You told me it was okay to sing loud in the car in front of other people, that you can go out in public sweaty from volleyball practice, and that taco bell at 2 in the morning after prom was not frowned upon. But the most important thing you taught me was even if someone thought it was frowned upon to go to Taco Bell at two in the morning, who cares? You showed me how to not care what any person thought of me. And I can't thank you enough for that. Because what is life without some very unforgettable memories anyways?
You taught me what unconditional love was and that even when my life crumbled into pieces you would be there. Even when I had zero hope, even when I was laying on the floor broken, tears streaming and heart shattered, you were there. You picked me off the floor looked me in the eyes and made me realize my own strength and that it would take a lot more than the circumstances presented to break me. There were days when I couldn't get out of my bed, days that anxiety filled me and sadness overwhelmed me, you showed up with bags of candy, Vanilla Coke, and Christmas movies ( because they are my favorite), then you just sat there and watched movies with me and talked with me. You made me find my hope again.
You would have gone to any extent to protect me and heal me. And just let me tell you that your strength is an inspiration. You have a heart of gold and the determination of a warrior. You have the ability to change things for the better. And I know you will.

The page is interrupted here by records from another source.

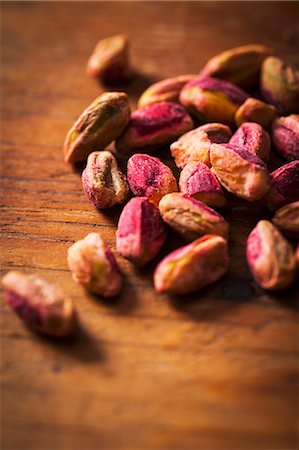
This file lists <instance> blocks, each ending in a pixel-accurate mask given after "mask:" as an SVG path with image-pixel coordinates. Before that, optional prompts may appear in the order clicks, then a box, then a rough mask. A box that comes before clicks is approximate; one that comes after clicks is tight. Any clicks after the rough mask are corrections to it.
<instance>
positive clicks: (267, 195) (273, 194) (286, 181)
mask: <svg viewBox="0 0 299 450" xmlns="http://www.w3.org/2000/svg"><path fill="white" fill-rule="evenodd" d="M298 200H299V161H292V162H290V163H288V164H285V165H284V166H281V167H279V168H278V169H276V170H274V172H272V173H271V188H270V190H269V192H268V194H267V196H266V204H267V206H268V208H269V209H270V210H271V211H276V210H277V209H278V208H280V207H281V206H284V205H287V204H288V203H292V202H297V201H298Z"/></svg>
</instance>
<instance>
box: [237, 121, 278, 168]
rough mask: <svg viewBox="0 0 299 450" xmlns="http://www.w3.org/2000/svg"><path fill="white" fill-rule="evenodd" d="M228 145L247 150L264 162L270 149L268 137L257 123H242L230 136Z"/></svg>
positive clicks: (268, 152)
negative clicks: (233, 133)
mask: <svg viewBox="0 0 299 450" xmlns="http://www.w3.org/2000/svg"><path fill="white" fill-rule="evenodd" d="M229 144H230V145H236V146H237V147H241V148H244V149H246V150H249V151H250V152H252V153H254V154H256V155H257V156H259V157H260V158H261V159H262V160H263V161H265V162H267V161H268V159H269V155H270V149H271V140H270V136H269V134H268V133H267V131H265V130H264V129H263V127H261V125H259V124H258V123H255V122H245V123H243V124H242V125H241V126H240V127H239V128H238V129H237V131H236V132H235V133H234V134H233V135H232V137H231V138H230V140H229Z"/></svg>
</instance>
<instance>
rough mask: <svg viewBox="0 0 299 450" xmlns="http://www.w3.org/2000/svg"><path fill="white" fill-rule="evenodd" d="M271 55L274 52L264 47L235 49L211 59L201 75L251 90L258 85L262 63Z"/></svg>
mask: <svg viewBox="0 0 299 450" xmlns="http://www.w3.org/2000/svg"><path fill="white" fill-rule="evenodd" d="M271 54H272V50H271V49H269V48H268V47H265V46H264V45H257V44H250V45H243V46H241V47H235V48H232V49H229V50H226V51H224V52H221V53H219V54H218V55H216V56H214V57H213V58H211V59H210V60H209V61H208V62H207V64H206V65H205V67H204V68H203V70H202V71H201V73H200V74H201V76H203V77H215V78H220V79H223V80H227V81H229V82H230V83H233V84H236V85H237V86H240V87H242V88H251V87H254V86H255V85H257V84H258V81H259V73H260V69H261V65H262V62H263V60H264V59H265V58H266V57H267V56H269V55H271Z"/></svg>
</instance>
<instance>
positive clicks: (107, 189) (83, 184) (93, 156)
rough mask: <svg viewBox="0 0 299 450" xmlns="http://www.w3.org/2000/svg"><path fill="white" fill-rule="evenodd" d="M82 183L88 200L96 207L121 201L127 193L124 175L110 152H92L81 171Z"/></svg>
mask: <svg viewBox="0 0 299 450" xmlns="http://www.w3.org/2000/svg"><path fill="white" fill-rule="evenodd" d="M82 185H83V189H84V191H85V194H86V196H87V198H88V199H89V201H90V202H91V203H92V204H93V205H94V206H95V207H96V208H98V209H102V208H111V207H112V206H114V205H116V204H118V203H123V202H124V201H125V199H126V198H127V197H128V195H129V187H128V184H127V181H126V177H125V175H124V174H123V173H122V172H121V171H120V169H119V168H118V165H117V161H116V159H115V157H114V156H113V155H112V153H111V152H108V151H101V152H93V153H91V154H90V155H89V156H88V159H87V165H86V168H85V169H84V170H83V172H82Z"/></svg>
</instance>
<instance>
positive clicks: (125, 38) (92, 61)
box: [86, 34, 131, 84]
mask: <svg viewBox="0 0 299 450" xmlns="http://www.w3.org/2000/svg"><path fill="white" fill-rule="evenodd" d="M86 71H87V74H88V75H90V76H91V77H94V78H98V79H100V80H103V81H105V82H106V83H108V84H114V83H122V82H125V81H127V80H128V79H129V78H130V75H131V68H130V63H129V39H128V37H127V36H126V35H124V34H120V35H117V36H112V37H109V38H106V39H102V40H100V41H99V42H98V43H97V45H96V46H95V48H94V50H93V52H92V54H91V56H90V58H89V60H88V63H87V68H86Z"/></svg>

I know that no matter where life may lead us, we will still be friends.I just hope and pray that someday I could repay you for all you have done. The least I can do is let you know I will always be here, to pick you off the ground, look you in the eyes and let you know that your present circumstances weigh little against your amount of strength. I will remind that you are beautiful and I will encourage you to rise. And if I can't even accomplish that I will sit with you. I will listen to you. And I will never leave you. I will have faith that you will eventually stand tall. But until then we can watch movies and I will help you to rebuild once you once felt. We will share days of darkness and light. I will cheer you through victory and loss. I found a lifelong friendship that will never fade, and nothing on God’s green Earth could change that. Thank you for giving me hope, confidence, and love, I only hope I could someday do the same.